Противоположного берега не было видно, да и неясно было, есть ли он, а если есть, то что там, на том берегу?…
Река была не такой, как другие реки: обычные текут вдоль берегов, а эта текла против… Стоило лодке отчалить от берега, четверги побежали по ней солнечными бликами.
– Её главное отличие от любой реки как реки, – заметила бабушка, – в том, что у обычной обязательно есть два берега.
А у этой? – спросил я, не переставая грести, чаще – по течению, иногда – против.
Бабушка вздохнула – нет, просто вдохнула речной воздух:
– Есть ли разница между знанием и незнанием? То ли знаю, то ли нет… Я передала это знание-незнание твоей маме, а она, судя по всему, передала его тебе.
Четверги веселились, словно радовались, что могут беззаботно и безвозвратно прыгать солнечными бликами по речной воде, перепрыгивать друг через друга и через нас с бабушкой. Присмотревшись, я увидел, что этих солнечных бликов было так же много в пасмурную погоду, как и в солнечную. – Солнечность не зависит от погоды! – сказала бы мама. – Солнечность вообще ни от чего не зависит, она у тебя или есть, или её у тебя нет.
– Между солнечной и пасмурной погодой, – сказала бабушка, пробуя воду кончиками пальцев, – так же мало отличий, как между знанием и незнанием. Похоже то, что различно. Безразличное не похоже ни на что, кроме самого себя.
Я плыл к противоположному берегу, не зная, есть ли там, на той стороне, другой берег. Ну пусть не берег, а хотя бы что-нибудь, названия чему я не знал.
3
Или знал?
Уключины скрипели ритмично, словно бабушкины затёкшие суставы, и вовсе не музыкально.
– Однако, – сказала бабушка, – понять музыкальную фразу так же сложно, как, скажем, фразу словесную. Если только есть что понимать.
4
Я снова задумался. Потому что незабываемое название словно вырвалось из детской птички-свистульки, наполненной холодной речной водой, и этой птичкой улетело к неизвестно существующему ли берегу.
– Помнишь, когда это было? – грустно улыбнулась бабушка.
Теперь помнил, ведь это было достаточно давно для того, чтобы не забыться и остаться на весь путь до противоположного берега, куда, ворча или просто поскрипывая, плыла моя лодка. А обжигающе холодные искры-капли, которых было не меньше семи футов, вырывались из-под киля моей лодки, создавая не более чем иллюзию хмурой погоды.
И мелькали, мелькали, мелькали блики-четверги. Что с ними поделаешь? Как запретишь?
5
– Значит, помнишь? – бабушка улыбнулась веселее.
Речка-свистулька дружелюбно свиркнула, и наш корабль поплыл вдоль её берегов, между двумя светилами, совершенно дневными – или совершенно ночными, это ведь одно и то же, правда? Бабушка кивнула.
Ах да, я помог ей подняться по трапу, хотя она взбежала на борт нашего корабля едва ли не быстрее меня.

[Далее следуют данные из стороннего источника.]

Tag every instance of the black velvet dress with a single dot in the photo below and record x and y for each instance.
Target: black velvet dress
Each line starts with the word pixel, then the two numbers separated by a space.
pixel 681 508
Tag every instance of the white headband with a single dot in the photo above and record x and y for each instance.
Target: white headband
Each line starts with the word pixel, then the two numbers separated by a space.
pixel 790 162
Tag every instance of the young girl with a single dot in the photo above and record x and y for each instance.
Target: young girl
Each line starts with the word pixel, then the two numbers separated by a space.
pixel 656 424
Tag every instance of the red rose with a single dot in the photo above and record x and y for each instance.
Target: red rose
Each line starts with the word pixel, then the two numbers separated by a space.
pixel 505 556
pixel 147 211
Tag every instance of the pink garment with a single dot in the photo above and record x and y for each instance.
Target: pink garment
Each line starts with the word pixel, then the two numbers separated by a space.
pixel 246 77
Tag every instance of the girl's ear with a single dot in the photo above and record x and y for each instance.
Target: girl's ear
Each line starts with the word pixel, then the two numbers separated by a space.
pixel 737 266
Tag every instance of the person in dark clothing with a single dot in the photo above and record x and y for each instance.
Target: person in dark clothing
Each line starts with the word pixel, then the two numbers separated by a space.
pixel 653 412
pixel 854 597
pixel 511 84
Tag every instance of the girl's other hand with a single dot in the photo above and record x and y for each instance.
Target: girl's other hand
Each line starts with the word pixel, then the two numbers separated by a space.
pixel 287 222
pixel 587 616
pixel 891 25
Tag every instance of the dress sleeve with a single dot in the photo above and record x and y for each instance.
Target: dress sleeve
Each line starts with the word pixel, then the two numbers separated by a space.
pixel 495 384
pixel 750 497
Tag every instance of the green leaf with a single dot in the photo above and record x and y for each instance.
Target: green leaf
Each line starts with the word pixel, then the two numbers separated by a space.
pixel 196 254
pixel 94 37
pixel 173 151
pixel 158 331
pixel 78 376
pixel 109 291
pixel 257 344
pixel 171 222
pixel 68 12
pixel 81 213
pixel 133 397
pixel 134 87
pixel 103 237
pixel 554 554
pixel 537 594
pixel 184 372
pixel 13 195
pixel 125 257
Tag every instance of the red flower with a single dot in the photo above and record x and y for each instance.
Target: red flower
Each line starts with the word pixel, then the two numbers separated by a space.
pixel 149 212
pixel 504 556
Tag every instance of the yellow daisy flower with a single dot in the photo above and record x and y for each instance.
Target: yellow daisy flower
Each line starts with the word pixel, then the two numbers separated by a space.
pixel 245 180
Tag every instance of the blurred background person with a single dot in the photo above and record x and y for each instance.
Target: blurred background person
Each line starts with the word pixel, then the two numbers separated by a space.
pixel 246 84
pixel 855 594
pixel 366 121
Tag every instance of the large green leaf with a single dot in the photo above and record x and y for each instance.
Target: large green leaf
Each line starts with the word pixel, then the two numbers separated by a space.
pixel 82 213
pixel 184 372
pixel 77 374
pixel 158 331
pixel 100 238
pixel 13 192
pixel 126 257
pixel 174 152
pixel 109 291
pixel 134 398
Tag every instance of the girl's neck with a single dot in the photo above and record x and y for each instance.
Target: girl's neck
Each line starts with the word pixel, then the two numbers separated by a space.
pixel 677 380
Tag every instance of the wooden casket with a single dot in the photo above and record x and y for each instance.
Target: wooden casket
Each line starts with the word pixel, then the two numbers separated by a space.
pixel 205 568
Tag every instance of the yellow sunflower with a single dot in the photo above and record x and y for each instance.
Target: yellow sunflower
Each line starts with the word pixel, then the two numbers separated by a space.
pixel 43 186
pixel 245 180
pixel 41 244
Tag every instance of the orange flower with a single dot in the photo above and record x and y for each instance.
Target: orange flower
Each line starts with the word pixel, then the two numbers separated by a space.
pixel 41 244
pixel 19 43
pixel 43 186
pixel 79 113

Хотелось сочинять стихи. Я взял с собой казавшуюся особенной тетрадь, и ручка вроде тоже была не из последних, – но, увы, стихи не получались. Возможно, тетрадь оказалась всё же не лучшей. Возможно, ручка.
Или было ещё рано. Солнце даже не успело спрятаться от пассажиров нашего корабля, и тот плыл между двух дорожек, лунной и солнечной, и между «ещё» и «уже» не было ничего, кроме нашего корабля.
Да, было рано, вот в чём причина.
День обещал быть ясным, если верить старинной примете.
– Как рано! – сказал я невероятно красивой девушке.
Она не успела ответить, как оказалась заурядно непривлекательной, и её ответ перестал иметь значение. Или она ничего не ответила?…
– Всё будет не совсем так, – заметила бабушка, почему-то в совсем не прошедшем времени.
Ещё бы, с её-то чувством противоречия! Но оказалась права, то ли вопреки этому чувству, то ли благодаря ему. Разве что будущее время стало прошедшим: ведь моя повесть – в прошедшем времени, в том числе о будущем.
6
Сначала мы с бабушкой вышли из поезда, в самом центре города, который я в одном из своих рассказов назвал Безымянным.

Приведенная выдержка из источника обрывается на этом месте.